Playing God

November 10, 1993
Issue 

Playing God

The announcement that 20,000 Chinese students and their families, living in Australia at the time of the Tienanmen Square massacre, have been granted residency is a welcome one. Australia is doing no more than honouring a moral duty to these people who would otherwise likely face persecution upon returning to China.

But before the minister of immigration, Senator Nick Bolkus, takes too many curtain bows, there's the matter of the 22,000 asylum seekers of different nationalities, all of whom arrived in Australia equally hopeful of obtaining resident status. They now face an uncertain future.

The government does not deny they flee persecution.
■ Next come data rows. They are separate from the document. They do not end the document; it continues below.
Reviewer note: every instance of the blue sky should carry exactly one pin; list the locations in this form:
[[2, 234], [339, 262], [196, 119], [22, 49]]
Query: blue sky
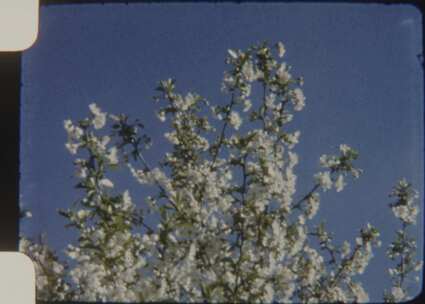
[[363, 83]]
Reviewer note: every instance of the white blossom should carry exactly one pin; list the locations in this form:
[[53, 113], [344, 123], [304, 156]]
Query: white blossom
[[235, 120], [324, 180]]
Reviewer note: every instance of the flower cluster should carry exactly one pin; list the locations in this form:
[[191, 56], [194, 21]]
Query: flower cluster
[[223, 221], [403, 247]]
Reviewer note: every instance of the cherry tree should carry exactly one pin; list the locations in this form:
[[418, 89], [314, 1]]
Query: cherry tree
[[229, 224]]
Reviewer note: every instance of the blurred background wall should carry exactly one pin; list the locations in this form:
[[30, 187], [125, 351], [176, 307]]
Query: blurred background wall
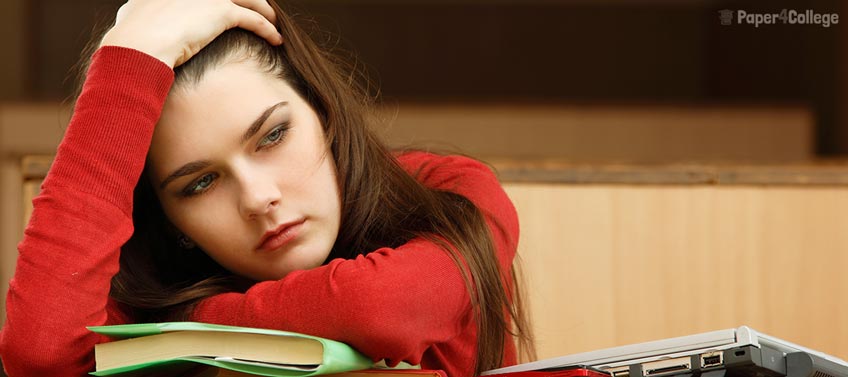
[[657, 82]]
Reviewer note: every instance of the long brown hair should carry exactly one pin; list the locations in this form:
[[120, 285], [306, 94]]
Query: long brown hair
[[382, 205]]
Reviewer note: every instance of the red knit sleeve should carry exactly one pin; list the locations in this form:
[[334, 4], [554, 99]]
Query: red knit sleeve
[[81, 218], [408, 303]]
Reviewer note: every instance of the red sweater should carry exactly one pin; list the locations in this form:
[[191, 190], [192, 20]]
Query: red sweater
[[408, 303]]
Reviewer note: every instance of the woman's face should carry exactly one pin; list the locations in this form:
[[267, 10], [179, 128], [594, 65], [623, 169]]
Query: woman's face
[[240, 165]]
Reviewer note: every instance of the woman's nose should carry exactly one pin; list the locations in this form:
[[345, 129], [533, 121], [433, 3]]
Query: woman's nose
[[259, 197]]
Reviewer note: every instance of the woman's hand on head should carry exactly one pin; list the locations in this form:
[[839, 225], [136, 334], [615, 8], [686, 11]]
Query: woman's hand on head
[[174, 30]]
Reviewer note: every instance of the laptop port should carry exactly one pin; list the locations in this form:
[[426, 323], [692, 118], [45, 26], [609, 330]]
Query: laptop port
[[712, 359], [671, 366], [619, 372]]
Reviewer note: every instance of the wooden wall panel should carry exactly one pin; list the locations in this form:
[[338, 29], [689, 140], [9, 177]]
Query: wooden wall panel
[[613, 265]]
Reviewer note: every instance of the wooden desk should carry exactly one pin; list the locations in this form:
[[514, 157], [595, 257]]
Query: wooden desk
[[617, 254]]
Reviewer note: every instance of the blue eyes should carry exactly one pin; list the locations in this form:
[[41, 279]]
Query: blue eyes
[[200, 185], [272, 139]]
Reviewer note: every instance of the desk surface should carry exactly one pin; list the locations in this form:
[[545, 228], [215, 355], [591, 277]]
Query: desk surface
[[822, 173]]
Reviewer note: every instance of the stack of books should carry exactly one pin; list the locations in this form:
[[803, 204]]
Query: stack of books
[[206, 350]]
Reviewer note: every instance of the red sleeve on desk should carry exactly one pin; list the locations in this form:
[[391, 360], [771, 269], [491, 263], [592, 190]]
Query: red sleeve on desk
[[80, 219]]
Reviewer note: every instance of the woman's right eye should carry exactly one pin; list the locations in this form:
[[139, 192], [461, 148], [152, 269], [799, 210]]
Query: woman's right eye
[[201, 185]]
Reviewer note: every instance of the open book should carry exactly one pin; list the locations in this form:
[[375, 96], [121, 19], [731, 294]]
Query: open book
[[262, 352]]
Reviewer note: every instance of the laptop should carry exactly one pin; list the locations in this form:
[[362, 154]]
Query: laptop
[[739, 351]]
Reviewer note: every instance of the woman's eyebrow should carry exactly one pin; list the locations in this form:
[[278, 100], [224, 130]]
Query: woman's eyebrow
[[195, 166], [257, 124]]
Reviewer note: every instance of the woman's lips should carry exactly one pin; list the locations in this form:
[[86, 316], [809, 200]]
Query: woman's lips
[[275, 239]]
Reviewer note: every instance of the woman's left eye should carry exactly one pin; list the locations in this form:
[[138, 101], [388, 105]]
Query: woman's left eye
[[275, 136]]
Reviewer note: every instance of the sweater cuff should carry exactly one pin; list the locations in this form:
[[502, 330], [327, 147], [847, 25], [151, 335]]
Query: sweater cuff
[[107, 140]]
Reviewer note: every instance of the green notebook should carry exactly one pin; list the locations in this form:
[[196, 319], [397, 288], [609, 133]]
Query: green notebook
[[261, 352]]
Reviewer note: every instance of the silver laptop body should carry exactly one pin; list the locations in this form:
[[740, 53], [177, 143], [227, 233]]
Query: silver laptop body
[[742, 347]]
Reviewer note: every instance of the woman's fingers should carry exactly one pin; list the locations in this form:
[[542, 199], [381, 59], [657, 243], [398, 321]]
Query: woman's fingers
[[249, 19], [259, 6], [174, 30]]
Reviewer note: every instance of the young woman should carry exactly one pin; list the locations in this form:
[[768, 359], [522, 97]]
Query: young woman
[[219, 168]]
Nevertheless, Bolkus claims their request for residency should be dealt with individually so as to allow through only those who can make a "contribution" to Australia.

The Australian government's approach to refugees and asylum seekers has been wrongly characterised by the media as a question of immigration — these are two separate categories. But it appears the government intends acquiescing in the fiction of asylum seeker as immigrant.

Bolkus outlined the necessary criteria as: holding a visa prior to March 12, 1992, being under 45 years old, having vocational English, with a tertiary qualification or enrolled in an accredited course, or owning a business employing at least three Australians. Two-thirds of the asylum seekers will fail to meet these requirements.

For three years nearly 300 Cambodians, having committed no crime, have been imprisoned while the government considers their application for asylum. Now 215 Cambodian boat people are to be deported.

Bolkus claims if they stay in Cambodia for 12 months there will be few barriers to their application for permanent residency. But then, what purpose would be served by sending them back? Church and refugees groups have rightly criticised this inhumane decision.

Australia has a duty to play its part in alleviating the personal crisis of some of the world's many refugees — not to play God with the lives of persecuted and desperate people on the basis of their usefulness to Australian business.